We like to think of software as machines, but the complexity of modern software systems is more comparable to biology. We’ve never built machines with that many moving parts.

Nature has a tried and tested way of solving problems of this level of complexity, though: EVOLUTION.

As Gall notes, we don’t start with the whole all-singing, all-dancing version. We start simple – as simple as possible – and then we iterate, adding more to the design and feeding back lessons learned from testing to see if the software’s fit for purpose. Importantly, every iteration of the software works (and if it doesn’t, git reset –hard). Complexity emerges one small, simple step at a time.

When we approach it like this, the emphasis in software developments shifts profoundly, from delivering code or delivering features, to learning how to achieve users’ goals and solve problems. This is why frequent small releases of working software, designed in close collaboration with our users, is so very important.

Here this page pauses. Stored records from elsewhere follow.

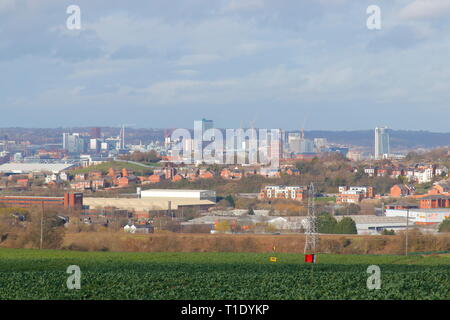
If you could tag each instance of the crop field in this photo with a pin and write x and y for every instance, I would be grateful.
(41, 274)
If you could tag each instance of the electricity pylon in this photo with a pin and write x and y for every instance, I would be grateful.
(311, 235)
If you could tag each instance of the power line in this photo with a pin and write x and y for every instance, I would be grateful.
(312, 237)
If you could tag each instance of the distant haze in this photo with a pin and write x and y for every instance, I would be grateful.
(276, 64)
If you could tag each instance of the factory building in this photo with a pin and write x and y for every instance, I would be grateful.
(177, 194)
(68, 201)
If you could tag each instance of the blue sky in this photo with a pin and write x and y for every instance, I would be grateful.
(284, 63)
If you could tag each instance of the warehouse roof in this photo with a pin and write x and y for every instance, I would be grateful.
(18, 167)
(144, 204)
(173, 190)
(364, 219)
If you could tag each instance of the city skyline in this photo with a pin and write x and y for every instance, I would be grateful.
(299, 64)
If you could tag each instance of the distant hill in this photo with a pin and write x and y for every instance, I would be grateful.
(399, 139)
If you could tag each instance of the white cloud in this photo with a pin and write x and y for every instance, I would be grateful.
(7, 5)
(419, 9)
(243, 5)
(197, 59)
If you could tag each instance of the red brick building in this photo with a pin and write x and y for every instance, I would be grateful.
(69, 200)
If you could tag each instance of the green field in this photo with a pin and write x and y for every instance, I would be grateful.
(35, 274)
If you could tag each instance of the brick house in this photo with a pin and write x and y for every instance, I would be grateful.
(402, 190)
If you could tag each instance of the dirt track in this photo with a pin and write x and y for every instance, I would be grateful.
(175, 242)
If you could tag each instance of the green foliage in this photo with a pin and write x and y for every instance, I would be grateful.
(230, 200)
(326, 223)
(445, 226)
(41, 274)
(346, 226)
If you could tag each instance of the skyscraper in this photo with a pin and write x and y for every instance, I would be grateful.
(381, 142)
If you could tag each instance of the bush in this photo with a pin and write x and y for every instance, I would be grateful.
(326, 223)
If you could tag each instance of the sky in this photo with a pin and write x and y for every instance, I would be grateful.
(289, 64)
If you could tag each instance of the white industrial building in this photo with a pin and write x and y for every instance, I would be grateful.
(421, 216)
(19, 167)
(179, 193)
(370, 224)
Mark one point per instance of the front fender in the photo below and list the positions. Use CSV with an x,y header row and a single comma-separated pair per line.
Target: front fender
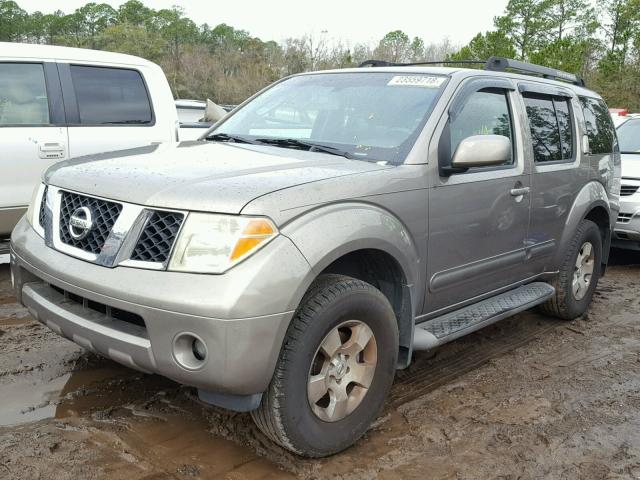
x,y
592,195
327,233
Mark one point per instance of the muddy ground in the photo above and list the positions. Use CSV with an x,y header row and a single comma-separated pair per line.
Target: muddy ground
x,y
530,397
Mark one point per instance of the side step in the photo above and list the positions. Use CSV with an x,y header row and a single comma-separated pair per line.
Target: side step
x,y
456,324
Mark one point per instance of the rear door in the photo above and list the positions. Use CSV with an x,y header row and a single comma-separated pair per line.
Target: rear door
x,y
108,108
33,135
478,219
558,173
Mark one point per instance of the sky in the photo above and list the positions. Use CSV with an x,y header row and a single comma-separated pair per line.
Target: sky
x,y
352,21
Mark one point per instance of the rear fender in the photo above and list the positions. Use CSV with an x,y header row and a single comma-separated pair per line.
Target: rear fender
x,y
592,195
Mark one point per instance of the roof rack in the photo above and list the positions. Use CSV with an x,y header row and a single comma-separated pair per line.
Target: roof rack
x,y
384,63
495,64
499,64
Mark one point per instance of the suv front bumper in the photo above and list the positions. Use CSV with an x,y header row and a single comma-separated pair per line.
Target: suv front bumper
x,y
627,230
138,317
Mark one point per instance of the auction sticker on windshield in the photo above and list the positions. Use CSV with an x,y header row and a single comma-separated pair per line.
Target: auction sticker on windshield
x,y
425,81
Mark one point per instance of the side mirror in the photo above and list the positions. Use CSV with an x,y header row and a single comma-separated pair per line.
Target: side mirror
x,y
481,151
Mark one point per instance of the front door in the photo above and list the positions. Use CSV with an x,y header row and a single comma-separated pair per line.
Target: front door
x,y
31,137
478,219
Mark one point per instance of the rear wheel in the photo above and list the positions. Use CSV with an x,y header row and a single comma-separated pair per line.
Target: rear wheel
x,y
335,369
578,275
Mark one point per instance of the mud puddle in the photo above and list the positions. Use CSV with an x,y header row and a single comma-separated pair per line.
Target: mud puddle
x,y
530,397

It’s also why the most effective teams are always keeping one eye on the prize, continuously – there’s that word again! – revisiting the goals and asking “Did we solve the problem?” If the answer’s “No”, and it usually is, we go round again, feeding back what worked and what needs to change into the next small release. The faster we iterate, the sooner we solve the problem.

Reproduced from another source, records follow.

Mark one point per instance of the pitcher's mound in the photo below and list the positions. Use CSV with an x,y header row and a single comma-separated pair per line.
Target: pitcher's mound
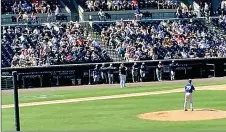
x,y
180,115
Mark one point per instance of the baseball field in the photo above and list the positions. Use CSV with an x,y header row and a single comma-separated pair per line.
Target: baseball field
x,y
139,106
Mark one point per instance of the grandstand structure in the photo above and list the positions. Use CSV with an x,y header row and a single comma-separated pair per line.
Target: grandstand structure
x,y
50,32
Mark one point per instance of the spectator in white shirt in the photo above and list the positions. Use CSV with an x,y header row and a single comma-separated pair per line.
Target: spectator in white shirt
x,y
101,15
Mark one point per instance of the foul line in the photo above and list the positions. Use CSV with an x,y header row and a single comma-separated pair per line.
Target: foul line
x,y
215,87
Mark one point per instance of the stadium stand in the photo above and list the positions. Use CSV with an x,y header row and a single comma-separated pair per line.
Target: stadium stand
x,y
49,44
37,43
142,40
28,6
116,5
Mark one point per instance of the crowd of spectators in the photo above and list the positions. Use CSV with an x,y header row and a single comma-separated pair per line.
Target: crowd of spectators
x,y
50,44
114,5
136,40
22,6
185,12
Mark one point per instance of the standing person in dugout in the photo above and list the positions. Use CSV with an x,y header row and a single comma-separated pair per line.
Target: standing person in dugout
x,y
104,74
122,75
96,75
110,71
159,70
135,72
142,72
173,67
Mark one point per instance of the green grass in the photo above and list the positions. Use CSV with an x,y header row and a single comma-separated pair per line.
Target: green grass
x,y
69,94
116,114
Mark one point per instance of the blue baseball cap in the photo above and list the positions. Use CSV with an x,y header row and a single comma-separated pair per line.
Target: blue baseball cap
x,y
189,80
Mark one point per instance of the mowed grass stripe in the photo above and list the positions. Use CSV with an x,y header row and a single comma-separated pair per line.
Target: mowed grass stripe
x,y
116,114
112,96
72,94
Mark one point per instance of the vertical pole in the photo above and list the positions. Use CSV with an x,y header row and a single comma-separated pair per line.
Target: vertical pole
x,y
89,77
41,82
16,101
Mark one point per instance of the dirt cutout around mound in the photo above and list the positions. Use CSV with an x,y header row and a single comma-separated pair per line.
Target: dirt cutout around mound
x,y
180,115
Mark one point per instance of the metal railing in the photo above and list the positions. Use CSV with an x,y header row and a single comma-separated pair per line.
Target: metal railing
x,y
39,19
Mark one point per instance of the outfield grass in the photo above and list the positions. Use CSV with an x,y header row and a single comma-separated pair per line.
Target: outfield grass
x,y
116,114
70,94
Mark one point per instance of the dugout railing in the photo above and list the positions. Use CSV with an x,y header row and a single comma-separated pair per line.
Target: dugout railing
x,y
81,74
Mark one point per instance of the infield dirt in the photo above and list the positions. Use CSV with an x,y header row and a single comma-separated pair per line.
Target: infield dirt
x,y
180,115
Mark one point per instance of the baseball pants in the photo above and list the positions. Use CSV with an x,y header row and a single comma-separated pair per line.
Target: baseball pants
x,y
159,75
172,75
123,81
188,96
111,78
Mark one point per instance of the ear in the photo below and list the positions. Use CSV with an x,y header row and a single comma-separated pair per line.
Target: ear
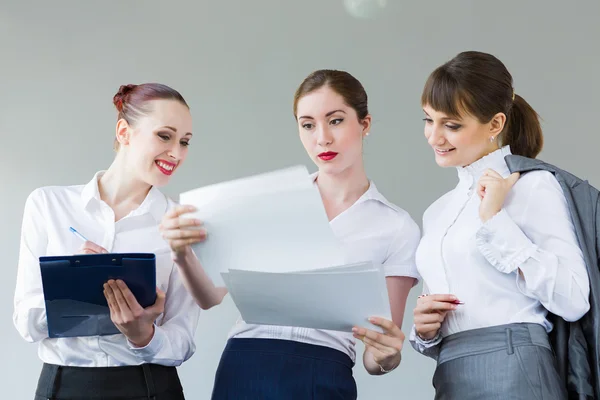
x,y
366,124
497,124
123,132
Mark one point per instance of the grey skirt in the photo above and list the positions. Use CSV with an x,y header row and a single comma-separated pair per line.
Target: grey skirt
x,y
506,362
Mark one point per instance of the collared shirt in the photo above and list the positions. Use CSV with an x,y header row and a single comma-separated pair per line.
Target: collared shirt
x,y
372,229
480,262
49,212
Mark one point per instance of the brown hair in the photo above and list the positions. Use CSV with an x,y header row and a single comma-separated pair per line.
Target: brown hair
x,y
131,101
342,83
480,85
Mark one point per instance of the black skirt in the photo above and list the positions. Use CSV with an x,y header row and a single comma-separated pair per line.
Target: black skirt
x,y
147,381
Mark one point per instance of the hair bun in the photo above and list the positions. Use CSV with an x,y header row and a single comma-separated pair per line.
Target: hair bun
x,y
119,98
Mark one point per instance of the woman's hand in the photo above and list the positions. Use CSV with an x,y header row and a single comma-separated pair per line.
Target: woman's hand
x,y
430,312
385,348
492,189
181,232
133,321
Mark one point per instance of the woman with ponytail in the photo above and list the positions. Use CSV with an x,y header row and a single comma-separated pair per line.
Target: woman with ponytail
x,y
119,210
499,252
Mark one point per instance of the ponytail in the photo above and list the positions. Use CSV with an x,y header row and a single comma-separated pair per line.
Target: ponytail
x,y
523,132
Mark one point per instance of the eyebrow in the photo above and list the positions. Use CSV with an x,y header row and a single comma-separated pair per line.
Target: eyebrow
x,y
327,115
444,118
175,130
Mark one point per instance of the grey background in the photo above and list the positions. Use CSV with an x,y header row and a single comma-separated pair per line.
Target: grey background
x,y
238,63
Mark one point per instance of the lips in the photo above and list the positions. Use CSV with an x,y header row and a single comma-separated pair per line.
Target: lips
x,y
443,152
165,167
328,155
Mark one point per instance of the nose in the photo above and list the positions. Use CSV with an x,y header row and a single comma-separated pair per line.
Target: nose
x,y
435,135
324,136
175,152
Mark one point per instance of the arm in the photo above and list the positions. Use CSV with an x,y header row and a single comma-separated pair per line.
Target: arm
x,y
181,232
29,316
536,241
173,340
197,281
398,289
401,276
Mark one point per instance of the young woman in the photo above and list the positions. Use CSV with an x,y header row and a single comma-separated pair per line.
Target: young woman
x,y
498,252
276,362
119,210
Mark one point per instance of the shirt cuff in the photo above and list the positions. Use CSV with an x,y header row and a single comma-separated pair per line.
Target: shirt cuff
x,y
429,347
149,351
503,243
406,270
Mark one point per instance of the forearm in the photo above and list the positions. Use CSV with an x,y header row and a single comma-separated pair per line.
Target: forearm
x,y
197,282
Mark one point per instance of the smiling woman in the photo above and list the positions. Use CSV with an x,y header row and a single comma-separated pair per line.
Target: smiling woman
x,y
119,210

Rapid iteration of solutions is no small ask, though. If want to put working software in the hands of users, say, once a day, then that software needs to be tested and integrated at least once a day (and probably many times a day). Once we pull on that thread, a whole set of disciplines emerge that some of us call “code craft”.

And so here we are!

The A-Z of Code Craft – E is for Encapsulation

Imagine you’re a pastry chef working in a professional kitchen. For some reason, the utensils you use to make pastries and cakes aren’t kept on your workstation. The rolling pins are kept on the meat workstation. The cookie cutters are kept on the fish station. The pastry brushes are kept on the saucier station. To do your job, you spend much of your time going to other chefs’ stations, and your workflow has to change every time they reorganise their stations.

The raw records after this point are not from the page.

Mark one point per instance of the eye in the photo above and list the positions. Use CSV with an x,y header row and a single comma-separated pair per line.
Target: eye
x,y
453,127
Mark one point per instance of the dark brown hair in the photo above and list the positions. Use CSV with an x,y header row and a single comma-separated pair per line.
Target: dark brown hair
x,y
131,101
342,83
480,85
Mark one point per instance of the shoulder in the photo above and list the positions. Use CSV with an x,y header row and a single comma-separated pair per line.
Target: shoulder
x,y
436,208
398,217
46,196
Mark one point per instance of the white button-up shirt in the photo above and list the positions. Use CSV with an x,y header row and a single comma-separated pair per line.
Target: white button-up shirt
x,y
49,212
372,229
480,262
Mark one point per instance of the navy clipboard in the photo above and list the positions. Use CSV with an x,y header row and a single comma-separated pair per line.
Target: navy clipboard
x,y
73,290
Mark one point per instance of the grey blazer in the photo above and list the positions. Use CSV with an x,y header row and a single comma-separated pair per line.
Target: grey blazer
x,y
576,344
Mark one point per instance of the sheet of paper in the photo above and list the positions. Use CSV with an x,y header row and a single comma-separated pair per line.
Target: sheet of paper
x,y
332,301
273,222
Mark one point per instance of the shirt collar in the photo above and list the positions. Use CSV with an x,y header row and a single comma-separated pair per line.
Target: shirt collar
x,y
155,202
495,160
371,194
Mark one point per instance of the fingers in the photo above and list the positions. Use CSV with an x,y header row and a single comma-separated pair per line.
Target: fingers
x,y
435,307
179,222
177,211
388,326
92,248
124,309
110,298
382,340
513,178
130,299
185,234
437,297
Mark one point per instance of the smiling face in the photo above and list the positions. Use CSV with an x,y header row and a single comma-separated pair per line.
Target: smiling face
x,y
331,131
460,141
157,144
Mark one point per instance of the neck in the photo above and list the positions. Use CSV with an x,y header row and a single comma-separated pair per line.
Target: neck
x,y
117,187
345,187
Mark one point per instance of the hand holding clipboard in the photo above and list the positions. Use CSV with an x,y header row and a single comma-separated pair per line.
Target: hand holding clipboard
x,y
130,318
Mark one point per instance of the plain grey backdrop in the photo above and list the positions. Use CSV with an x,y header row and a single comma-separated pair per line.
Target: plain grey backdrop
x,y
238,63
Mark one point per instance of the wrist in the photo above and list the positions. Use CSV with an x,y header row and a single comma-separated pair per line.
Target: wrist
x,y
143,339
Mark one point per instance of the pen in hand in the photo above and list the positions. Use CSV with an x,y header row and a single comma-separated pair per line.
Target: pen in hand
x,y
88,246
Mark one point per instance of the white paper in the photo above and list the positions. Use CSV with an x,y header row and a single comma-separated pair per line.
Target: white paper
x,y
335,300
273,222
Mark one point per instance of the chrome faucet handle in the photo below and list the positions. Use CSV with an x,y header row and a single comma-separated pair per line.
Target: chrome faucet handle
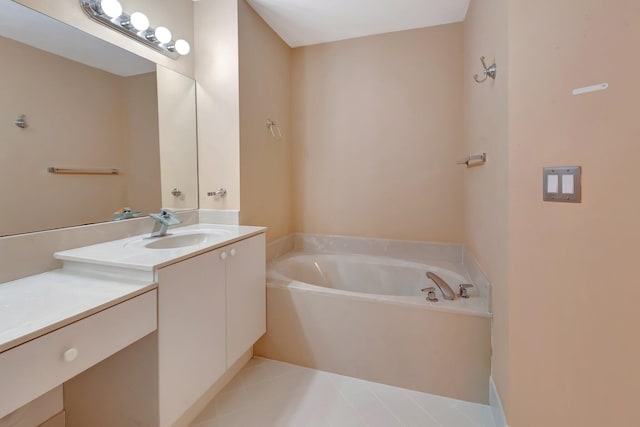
x,y
463,289
431,294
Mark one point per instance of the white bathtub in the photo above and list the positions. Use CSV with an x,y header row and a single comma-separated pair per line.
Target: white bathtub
x,y
363,315
378,278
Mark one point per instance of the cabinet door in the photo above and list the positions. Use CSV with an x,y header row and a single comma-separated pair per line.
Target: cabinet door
x,y
191,331
246,295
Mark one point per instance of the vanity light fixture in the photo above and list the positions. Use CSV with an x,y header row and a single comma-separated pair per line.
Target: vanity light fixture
x,y
136,25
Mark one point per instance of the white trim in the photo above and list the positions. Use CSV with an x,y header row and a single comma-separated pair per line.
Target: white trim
x,y
496,405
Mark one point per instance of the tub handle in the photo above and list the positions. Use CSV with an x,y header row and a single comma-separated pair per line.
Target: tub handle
x,y
463,290
431,294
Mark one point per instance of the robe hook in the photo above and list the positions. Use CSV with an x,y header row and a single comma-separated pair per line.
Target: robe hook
x,y
489,71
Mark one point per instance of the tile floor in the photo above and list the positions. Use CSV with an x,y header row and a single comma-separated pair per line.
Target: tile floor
x,y
267,393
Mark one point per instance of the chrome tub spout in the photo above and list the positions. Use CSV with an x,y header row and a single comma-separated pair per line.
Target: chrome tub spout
x,y
447,292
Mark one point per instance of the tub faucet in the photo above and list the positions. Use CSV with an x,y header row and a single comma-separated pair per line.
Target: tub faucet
x,y
164,220
446,290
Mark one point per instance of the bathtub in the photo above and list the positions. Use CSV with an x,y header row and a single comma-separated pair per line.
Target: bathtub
x,y
364,315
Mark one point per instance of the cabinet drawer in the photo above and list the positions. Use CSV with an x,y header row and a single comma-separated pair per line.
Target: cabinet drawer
x,y
33,368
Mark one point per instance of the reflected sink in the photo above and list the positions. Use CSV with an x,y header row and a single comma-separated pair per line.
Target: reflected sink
x,y
184,240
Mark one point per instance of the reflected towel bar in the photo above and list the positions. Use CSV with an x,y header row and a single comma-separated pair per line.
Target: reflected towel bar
x,y
83,171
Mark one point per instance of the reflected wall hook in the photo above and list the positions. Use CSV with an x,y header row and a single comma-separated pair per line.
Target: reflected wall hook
x,y
21,122
487,71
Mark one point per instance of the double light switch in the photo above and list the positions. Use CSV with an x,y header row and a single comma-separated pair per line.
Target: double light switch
x,y
562,184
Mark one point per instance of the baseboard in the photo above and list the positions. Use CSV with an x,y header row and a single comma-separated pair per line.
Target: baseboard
x,y
496,405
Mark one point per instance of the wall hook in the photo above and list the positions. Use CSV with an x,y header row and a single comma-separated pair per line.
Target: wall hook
x,y
21,122
487,71
275,129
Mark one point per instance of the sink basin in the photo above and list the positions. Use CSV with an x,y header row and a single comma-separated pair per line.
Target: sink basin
x,y
183,240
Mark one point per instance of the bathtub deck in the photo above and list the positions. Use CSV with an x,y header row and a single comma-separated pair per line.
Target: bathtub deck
x,y
268,393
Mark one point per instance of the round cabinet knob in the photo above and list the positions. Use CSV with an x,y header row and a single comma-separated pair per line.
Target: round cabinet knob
x,y
70,355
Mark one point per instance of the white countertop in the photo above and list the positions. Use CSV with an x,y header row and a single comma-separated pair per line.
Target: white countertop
x,y
39,304
36,305
131,253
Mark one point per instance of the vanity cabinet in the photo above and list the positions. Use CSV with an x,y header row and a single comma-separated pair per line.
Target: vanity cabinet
x,y
246,295
211,310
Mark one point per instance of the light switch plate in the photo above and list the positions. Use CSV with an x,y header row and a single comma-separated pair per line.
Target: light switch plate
x,y
559,177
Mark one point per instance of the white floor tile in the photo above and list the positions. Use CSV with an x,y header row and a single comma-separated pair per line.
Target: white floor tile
x,y
268,393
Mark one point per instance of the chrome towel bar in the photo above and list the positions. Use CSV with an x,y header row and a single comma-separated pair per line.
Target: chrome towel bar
x,y
82,171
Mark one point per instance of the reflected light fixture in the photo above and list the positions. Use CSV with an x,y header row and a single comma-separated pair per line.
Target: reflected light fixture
x,y
136,25
111,8
139,21
163,35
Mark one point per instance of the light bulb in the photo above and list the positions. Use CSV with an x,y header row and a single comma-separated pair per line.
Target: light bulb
x,y
139,21
111,8
163,35
182,47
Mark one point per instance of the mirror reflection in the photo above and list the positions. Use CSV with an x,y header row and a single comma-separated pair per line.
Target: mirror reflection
x,y
81,118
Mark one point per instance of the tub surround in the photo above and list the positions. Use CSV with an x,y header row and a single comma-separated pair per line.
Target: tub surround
x,y
447,255
375,278
398,340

A more efficient kitchen design would store the rolling pins, cookie cutters and pastry brushes on the pastry station, giving you the tools you need to do your job, and freeing you up from needing to know the details of other chefs’ workstations.

The technical term for this in software design is “encapsulation”.

In software design, data and dependencies are the “utensils” used by modules to fulfil their responsibilities. When a module needs to know something we call that “coupling”. When the knowledge a module requires to do their job is internalised inside that module, we call that “cohesion”. THINGS THAT CHANGE TOGETHER, BELONG TOGETHER.

A good modular design is said to be “cohesive and loosely-coupled”, making it easier to change one part of the system without having to change other parts. Changing how loan repayments are calculated doesn’t affect how, say, interest rates are calculated. They are SEPARATE CONCERNS.

Separation of concerns has a profound impact on our ability to change, test and reuse software. If coupling between modules is high, changes can ripple out along the couplings, causing the smallest changes to have wide-reaching effects. If the module we want to reuse is tightly coupled to other modules, we’ll need them, too – buying the whole Mercedes just to use the radio! If loan repayments and interest rates are calculated in the same module, we can’t test repayments without involving interest rates. If the module that calculates interest rates is a web service, our repayments tests are going to be slow.

Encapsulation and separation of concerns applies at every scale in software design, from individual functions to systems of systems. At larger scales, the cost of coupling rises by orders of magnitude. Tightly-coupled classes are a pain. Tightly-coupled web services kill businesses every day.

Finally, consider also how encapsulation might be applied to TEAMS. What impact does it have when, say, the user experience designer on a product’s placed on a separate team?